Abdominal imagingCase Type
Frederik Bosmans1,2, Ivan Pilate2, Filip M. Vanhoenacker1,2,3Patient
66 years, female
A 66-year-old female presented to our hospital with a history of an unstable gait and increasing fatigue. Over the last few days, her symptoms had worsened and she was admitted for further work-up. On clinical examination asterixis was noted and laboratory findings showed high serum ammonia levels.
3D virtual reconstructed image of a contrast-enhanced CT abdomen demonstrates multiple tortuous and dilated mesenteric veins in the upper abdomen (Fig. 1a). Additionally, a crossed fused renal ectopia is noted. This finding is better depicted on the parasagittal reformatted image (Fig. 1b). Coronal reformatted CT shows an engorged inferior vena cava (Fig. 2). Dilated splenic and mesenteric veins can be seen draining into the inferior vena cava. Axial reformatted CT through the porta hepatis reveals a complete absence of the portal vein (Fig. 3).
Abernethy malformations are uncommon congenital extrahepatic portosystemic shunts (CEPS) redirecting the mesenteric venous blood away from the liver (Fig. 4). Abernethy malformations are classified into two types. In type I malformations, there is a complete absence of the portal vein. The splanchnic circulation drains into the inferior vena cava, renal or iliac veins. Type I is further divided into subtypes Ia and Ib. In subtype Ia, both the superior mesenteric and splenic vein drain separately into the systemic circulation (Fig. 4b). In subtype Ib, the superior mesenteric and splenic vein join together to form a portal vein equivalent lacking any intrahepatic branches directly draining into the systemic circulation (Fig. 4c). Type I malformations are predominantly found in females.

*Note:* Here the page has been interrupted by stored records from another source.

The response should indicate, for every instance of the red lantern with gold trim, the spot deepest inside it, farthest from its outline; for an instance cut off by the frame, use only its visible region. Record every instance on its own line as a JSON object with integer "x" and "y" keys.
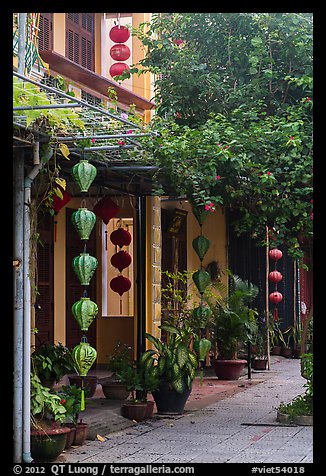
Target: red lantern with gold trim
{"x": 121, "y": 260}
{"x": 275, "y": 254}
{"x": 120, "y": 284}
{"x": 275, "y": 276}
{"x": 120, "y": 52}
{"x": 119, "y": 34}
{"x": 120, "y": 237}
{"x": 118, "y": 68}
{"x": 106, "y": 209}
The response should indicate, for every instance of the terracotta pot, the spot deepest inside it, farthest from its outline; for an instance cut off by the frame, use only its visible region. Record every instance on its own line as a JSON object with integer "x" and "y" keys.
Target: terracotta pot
{"x": 259, "y": 364}
{"x": 149, "y": 409}
{"x": 90, "y": 383}
{"x": 229, "y": 369}
{"x": 49, "y": 443}
{"x": 115, "y": 390}
{"x": 286, "y": 352}
{"x": 134, "y": 411}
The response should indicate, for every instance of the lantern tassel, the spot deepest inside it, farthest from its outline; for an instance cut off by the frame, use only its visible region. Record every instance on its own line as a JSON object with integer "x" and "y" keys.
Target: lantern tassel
{"x": 82, "y": 397}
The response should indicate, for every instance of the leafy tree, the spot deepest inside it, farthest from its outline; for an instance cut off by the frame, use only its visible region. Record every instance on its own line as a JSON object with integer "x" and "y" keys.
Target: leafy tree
{"x": 234, "y": 116}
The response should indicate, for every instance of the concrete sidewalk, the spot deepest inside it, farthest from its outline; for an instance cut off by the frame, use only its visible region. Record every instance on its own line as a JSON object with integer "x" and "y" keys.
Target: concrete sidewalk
{"x": 234, "y": 425}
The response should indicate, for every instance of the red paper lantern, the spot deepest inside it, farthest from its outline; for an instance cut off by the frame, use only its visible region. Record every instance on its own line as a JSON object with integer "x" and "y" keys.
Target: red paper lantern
{"x": 121, "y": 260}
{"x": 58, "y": 202}
{"x": 106, "y": 209}
{"x": 120, "y": 52}
{"x": 275, "y": 254}
{"x": 275, "y": 297}
{"x": 275, "y": 276}
{"x": 118, "y": 68}
{"x": 119, "y": 34}
{"x": 120, "y": 284}
{"x": 120, "y": 237}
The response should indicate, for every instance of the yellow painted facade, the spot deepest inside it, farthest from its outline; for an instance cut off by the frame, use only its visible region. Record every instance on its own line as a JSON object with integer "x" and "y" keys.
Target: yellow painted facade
{"x": 110, "y": 329}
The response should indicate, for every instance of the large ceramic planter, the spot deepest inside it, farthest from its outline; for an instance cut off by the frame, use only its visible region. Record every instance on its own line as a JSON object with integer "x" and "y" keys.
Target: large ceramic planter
{"x": 169, "y": 401}
{"x": 134, "y": 411}
{"x": 115, "y": 390}
{"x": 48, "y": 444}
{"x": 90, "y": 383}
{"x": 229, "y": 369}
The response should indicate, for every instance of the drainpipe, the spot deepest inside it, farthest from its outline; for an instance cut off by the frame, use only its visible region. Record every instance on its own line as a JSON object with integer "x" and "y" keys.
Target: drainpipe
{"x": 18, "y": 285}
{"x": 27, "y": 309}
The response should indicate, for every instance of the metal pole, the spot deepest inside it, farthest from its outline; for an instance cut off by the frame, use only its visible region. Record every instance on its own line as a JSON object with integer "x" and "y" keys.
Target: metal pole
{"x": 18, "y": 250}
{"x": 18, "y": 317}
{"x": 141, "y": 274}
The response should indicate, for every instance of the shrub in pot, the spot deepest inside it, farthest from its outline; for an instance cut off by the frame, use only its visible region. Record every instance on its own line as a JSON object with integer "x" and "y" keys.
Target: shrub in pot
{"x": 118, "y": 362}
{"x": 51, "y": 362}
{"x": 175, "y": 365}
{"x": 48, "y": 435}
{"x": 232, "y": 323}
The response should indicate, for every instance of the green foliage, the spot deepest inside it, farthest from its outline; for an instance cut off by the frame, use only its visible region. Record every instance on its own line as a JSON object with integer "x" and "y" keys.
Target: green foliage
{"x": 44, "y": 404}
{"x": 52, "y": 362}
{"x": 70, "y": 396}
{"x": 175, "y": 362}
{"x": 233, "y": 322}
{"x": 234, "y": 101}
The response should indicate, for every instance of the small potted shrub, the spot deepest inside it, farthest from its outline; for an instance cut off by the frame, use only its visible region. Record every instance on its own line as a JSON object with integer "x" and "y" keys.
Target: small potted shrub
{"x": 48, "y": 435}
{"x": 135, "y": 407}
{"x": 51, "y": 362}
{"x": 175, "y": 364}
{"x": 118, "y": 362}
{"x": 233, "y": 323}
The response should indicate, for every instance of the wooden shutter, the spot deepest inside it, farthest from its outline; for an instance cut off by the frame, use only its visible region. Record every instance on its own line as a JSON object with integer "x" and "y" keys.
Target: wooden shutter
{"x": 44, "y": 305}
{"x": 80, "y": 39}
{"x": 74, "y": 290}
{"x": 45, "y": 38}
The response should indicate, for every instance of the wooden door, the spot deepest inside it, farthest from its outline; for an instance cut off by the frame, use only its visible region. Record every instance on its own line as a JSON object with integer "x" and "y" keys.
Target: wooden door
{"x": 44, "y": 305}
{"x": 74, "y": 290}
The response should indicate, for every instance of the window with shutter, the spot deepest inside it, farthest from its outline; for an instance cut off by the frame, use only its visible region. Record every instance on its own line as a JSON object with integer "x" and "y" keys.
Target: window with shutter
{"x": 80, "y": 39}
{"x": 45, "y": 36}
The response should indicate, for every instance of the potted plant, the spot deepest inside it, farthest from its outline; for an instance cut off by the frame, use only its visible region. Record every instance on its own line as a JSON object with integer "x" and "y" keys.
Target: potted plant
{"x": 51, "y": 362}
{"x": 118, "y": 362}
{"x": 135, "y": 407}
{"x": 71, "y": 399}
{"x": 175, "y": 364}
{"x": 48, "y": 436}
{"x": 232, "y": 324}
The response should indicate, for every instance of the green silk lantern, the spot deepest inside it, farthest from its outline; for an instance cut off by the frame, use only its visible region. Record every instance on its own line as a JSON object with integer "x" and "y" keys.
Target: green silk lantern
{"x": 84, "y": 357}
{"x": 201, "y": 246}
{"x": 201, "y": 279}
{"x": 84, "y": 266}
{"x": 84, "y": 174}
{"x": 83, "y": 221}
{"x": 84, "y": 312}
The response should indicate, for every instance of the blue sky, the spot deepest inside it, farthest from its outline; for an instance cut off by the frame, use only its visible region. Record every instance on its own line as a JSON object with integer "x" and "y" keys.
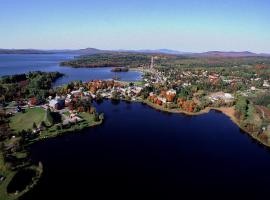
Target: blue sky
{"x": 186, "y": 25}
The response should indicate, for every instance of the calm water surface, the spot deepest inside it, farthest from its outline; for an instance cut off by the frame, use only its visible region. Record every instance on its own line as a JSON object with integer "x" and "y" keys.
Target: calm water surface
{"x": 14, "y": 64}
{"x": 142, "y": 153}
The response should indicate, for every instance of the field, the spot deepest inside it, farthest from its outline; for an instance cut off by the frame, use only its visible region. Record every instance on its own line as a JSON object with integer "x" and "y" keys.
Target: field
{"x": 24, "y": 121}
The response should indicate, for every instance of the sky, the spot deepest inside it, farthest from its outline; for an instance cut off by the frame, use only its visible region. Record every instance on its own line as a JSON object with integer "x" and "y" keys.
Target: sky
{"x": 184, "y": 25}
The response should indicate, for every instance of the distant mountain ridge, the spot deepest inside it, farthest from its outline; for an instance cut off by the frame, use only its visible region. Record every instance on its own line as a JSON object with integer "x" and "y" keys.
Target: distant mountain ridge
{"x": 90, "y": 51}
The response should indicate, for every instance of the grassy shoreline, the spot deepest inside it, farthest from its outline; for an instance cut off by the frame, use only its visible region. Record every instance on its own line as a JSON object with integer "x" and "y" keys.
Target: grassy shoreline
{"x": 52, "y": 132}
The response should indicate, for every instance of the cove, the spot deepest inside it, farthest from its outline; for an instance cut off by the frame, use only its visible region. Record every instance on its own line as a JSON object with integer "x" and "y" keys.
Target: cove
{"x": 141, "y": 153}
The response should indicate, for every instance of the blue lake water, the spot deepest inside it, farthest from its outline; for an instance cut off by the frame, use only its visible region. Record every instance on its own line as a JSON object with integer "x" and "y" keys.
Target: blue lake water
{"x": 14, "y": 64}
{"x": 142, "y": 153}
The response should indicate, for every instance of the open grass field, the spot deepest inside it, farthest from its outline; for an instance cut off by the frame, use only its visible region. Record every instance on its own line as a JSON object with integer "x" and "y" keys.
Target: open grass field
{"x": 24, "y": 121}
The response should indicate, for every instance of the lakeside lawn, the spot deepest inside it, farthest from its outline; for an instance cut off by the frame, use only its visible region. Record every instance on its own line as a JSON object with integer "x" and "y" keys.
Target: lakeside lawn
{"x": 24, "y": 121}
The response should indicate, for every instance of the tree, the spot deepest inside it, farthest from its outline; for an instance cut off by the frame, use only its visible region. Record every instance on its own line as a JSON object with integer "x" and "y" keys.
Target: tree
{"x": 48, "y": 117}
{"x": 34, "y": 126}
{"x": 241, "y": 107}
{"x": 101, "y": 116}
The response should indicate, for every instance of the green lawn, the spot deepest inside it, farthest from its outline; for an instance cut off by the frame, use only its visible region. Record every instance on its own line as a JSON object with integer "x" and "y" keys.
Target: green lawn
{"x": 24, "y": 121}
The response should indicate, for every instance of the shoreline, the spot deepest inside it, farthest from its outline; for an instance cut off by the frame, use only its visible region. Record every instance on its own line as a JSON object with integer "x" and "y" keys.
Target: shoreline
{"x": 228, "y": 111}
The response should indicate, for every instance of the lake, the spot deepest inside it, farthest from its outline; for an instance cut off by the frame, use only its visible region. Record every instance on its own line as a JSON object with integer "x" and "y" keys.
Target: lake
{"x": 143, "y": 153}
{"x": 16, "y": 63}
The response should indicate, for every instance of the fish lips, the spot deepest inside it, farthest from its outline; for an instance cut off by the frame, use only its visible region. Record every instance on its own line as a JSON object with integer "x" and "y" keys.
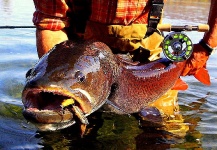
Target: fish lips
{"x": 43, "y": 107}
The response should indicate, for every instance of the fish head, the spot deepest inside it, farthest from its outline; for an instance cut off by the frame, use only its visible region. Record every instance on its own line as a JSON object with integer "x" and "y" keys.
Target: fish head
{"x": 71, "y": 75}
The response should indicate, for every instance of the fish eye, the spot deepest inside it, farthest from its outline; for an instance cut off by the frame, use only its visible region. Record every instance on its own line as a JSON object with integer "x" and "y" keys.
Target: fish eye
{"x": 80, "y": 76}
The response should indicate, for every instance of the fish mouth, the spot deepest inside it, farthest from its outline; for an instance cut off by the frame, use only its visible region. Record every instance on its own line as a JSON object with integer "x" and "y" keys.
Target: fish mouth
{"x": 53, "y": 109}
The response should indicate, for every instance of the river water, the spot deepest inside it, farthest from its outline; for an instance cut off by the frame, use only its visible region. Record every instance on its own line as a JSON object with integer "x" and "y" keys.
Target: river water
{"x": 18, "y": 53}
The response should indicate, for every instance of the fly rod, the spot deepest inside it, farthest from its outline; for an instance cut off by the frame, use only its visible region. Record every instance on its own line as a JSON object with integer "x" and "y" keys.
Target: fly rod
{"x": 16, "y": 27}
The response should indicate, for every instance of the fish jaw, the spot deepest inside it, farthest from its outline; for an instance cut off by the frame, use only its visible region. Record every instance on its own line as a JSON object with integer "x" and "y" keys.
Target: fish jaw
{"x": 43, "y": 107}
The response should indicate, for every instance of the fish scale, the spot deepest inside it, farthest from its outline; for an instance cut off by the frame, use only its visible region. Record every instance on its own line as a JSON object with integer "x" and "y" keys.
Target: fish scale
{"x": 112, "y": 81}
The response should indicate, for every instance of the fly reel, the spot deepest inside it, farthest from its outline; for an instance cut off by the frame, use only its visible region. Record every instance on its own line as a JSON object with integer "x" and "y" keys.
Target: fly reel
{"x": 177, "y": 46}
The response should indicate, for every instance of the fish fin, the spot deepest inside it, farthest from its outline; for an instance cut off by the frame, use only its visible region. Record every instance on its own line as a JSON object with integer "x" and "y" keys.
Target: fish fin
{"x": 202, "y": 75}
{"x": 180, "y": 85}
{"x": 116, "y": 107}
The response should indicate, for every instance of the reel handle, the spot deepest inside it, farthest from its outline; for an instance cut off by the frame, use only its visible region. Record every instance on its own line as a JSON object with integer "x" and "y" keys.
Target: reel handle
{"x": 169, "y": 27}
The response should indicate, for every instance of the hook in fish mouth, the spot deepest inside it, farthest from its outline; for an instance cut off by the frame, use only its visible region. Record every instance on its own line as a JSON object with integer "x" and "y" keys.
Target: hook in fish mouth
{"x": 53, "y": 109}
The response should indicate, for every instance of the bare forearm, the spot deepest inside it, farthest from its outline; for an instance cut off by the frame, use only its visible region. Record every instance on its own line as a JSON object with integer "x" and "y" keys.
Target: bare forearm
{"x": 46, "y": 39}
{"x": 211, "y": 37}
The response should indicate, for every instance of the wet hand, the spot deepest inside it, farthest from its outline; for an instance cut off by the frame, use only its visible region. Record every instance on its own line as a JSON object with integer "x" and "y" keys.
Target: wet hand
{"x": 197, "y": 61}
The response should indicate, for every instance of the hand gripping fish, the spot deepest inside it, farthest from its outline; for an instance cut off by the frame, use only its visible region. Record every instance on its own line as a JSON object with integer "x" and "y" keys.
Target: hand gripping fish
{"x": 74, "y": 79}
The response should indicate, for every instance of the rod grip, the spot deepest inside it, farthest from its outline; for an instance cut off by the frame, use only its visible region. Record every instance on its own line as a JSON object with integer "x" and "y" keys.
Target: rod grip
{"x": 203, "y": 27}
{"x": 164, "y": 27}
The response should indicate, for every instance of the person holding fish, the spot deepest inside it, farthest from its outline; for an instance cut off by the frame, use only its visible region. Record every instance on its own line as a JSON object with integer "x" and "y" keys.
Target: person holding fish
{"x": 127, "y": 27}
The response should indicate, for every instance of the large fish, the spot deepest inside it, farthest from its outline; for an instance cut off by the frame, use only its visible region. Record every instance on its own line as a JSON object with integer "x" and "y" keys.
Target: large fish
{"x": 77, "y": 78}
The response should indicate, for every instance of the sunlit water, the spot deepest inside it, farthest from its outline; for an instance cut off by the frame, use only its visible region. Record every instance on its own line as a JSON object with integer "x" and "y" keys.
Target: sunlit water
{"x": 18, "y": 54}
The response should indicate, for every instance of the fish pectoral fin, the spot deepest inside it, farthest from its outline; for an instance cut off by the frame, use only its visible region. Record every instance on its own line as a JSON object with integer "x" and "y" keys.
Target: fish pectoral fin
{"x": 180, "y": 85}
{"x": 202, "y": 75}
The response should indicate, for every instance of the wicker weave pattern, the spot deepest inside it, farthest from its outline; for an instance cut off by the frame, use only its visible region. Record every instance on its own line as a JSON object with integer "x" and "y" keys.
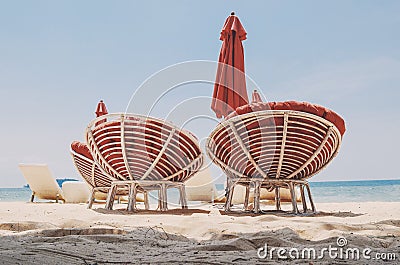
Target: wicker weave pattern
{"x": 274, "y": 145}
{"x": 134, "y": 147}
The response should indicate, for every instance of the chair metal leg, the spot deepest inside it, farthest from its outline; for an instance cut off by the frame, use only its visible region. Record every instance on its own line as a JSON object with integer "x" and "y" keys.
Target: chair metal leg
{"x": 163, "y": 193}
{"x": 183, "y": 196}
{"x": 228, "y": 202}
{"x": 257, "y": 188}
{"x": 303, "y": 198}
{"x": 91, "y": 198}
{"x": 246, "y": 198}
{"x": 277, "y": 198}
{"x": 111, "y": 196}
{"x": 310, "y": 198}
{"x": 146, "y": 200}
{"x": 132, "y": 197}
{"x": 293, "y": 195}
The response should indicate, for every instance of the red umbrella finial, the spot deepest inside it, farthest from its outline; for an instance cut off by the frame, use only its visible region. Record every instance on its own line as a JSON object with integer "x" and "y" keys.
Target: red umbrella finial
{"x": 230, "y": 82}
{"x": 101, "y": 109}
{"x": 256, "y": 98}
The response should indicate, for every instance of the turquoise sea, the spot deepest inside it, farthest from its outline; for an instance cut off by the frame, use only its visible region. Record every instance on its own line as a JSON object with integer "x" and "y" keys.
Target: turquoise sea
{"x": 335, "y": 191}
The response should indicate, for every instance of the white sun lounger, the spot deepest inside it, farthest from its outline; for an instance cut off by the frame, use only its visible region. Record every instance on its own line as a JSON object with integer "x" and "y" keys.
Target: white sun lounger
{"x": 44, "y": 186}
{"x": 41, "y": 182}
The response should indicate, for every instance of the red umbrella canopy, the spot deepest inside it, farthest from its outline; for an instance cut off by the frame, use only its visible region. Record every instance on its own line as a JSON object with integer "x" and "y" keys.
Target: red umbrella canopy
{"x": 100, "y": 111}
{"x": 230, "y": 83}
{"x": 255, "y": 97}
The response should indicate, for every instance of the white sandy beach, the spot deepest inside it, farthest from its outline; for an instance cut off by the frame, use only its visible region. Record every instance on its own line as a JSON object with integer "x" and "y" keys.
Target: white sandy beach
{"x": 50, "y": 233}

Type II malformations are partial portosystemic shunts with a remaining normal or hypoplastic portal vein and an extrahepatic end-to-end shunt between the portal vein and the systemic circulation (Fig. 4c) .
CEPS are often diagnosed as an incidental finding but can be symptomatic. Because portosystemic shunts bypass the hepatic circulation, normal metabolism of visceral venous return is disrupted. Accumulation of metabolites such as galactose or ammonia in the serum can lead to varying clinical symptoms. Galactosemia can lead to cataracts and hyperammonemia may be present with or without encephalopathy. Encephalopathy develops more often in longstanding cases . CEPS are frequently associated with other congenital defects, particularly cardiovascular abnormalities. Other manifestations are hepatopulmonary syndrome, pulmonary arterial hypertension and an increased incidence of liver masses such as focal nodular hyperplasia, hepatic adenoma or hepatocellular carcinoma [3, 4].
US is the initial imaging modality of choice as it is fast, non-invasive and does not expose the patient to ionizing radiation. Although US may depict an absent portal vein, it may be insufficient to demonstrate the associated extrahepatic shunts. CT or MRI are the preferred imaging modalities to reliably confirm the portosystemic shunts and reveal any additional malformations .
Cavernous transformation of the portal vein (CTPV) is an important differential diagnosis. Long-standing thrombosis of the portal vein gives rise to numerous serpiginous venous collaterals. CTPV is frequently associated with signs of portal hypertension. Patients with CEPS usually do not have imaging features of portal hypertension such as ascites, varices, or splenomegaly. Another differential diagnosis is surgically created portosystemic shunts, in these cases, a thorough history is essential for the correct diagnosis .
Written informed patient consent for publication has been obtained.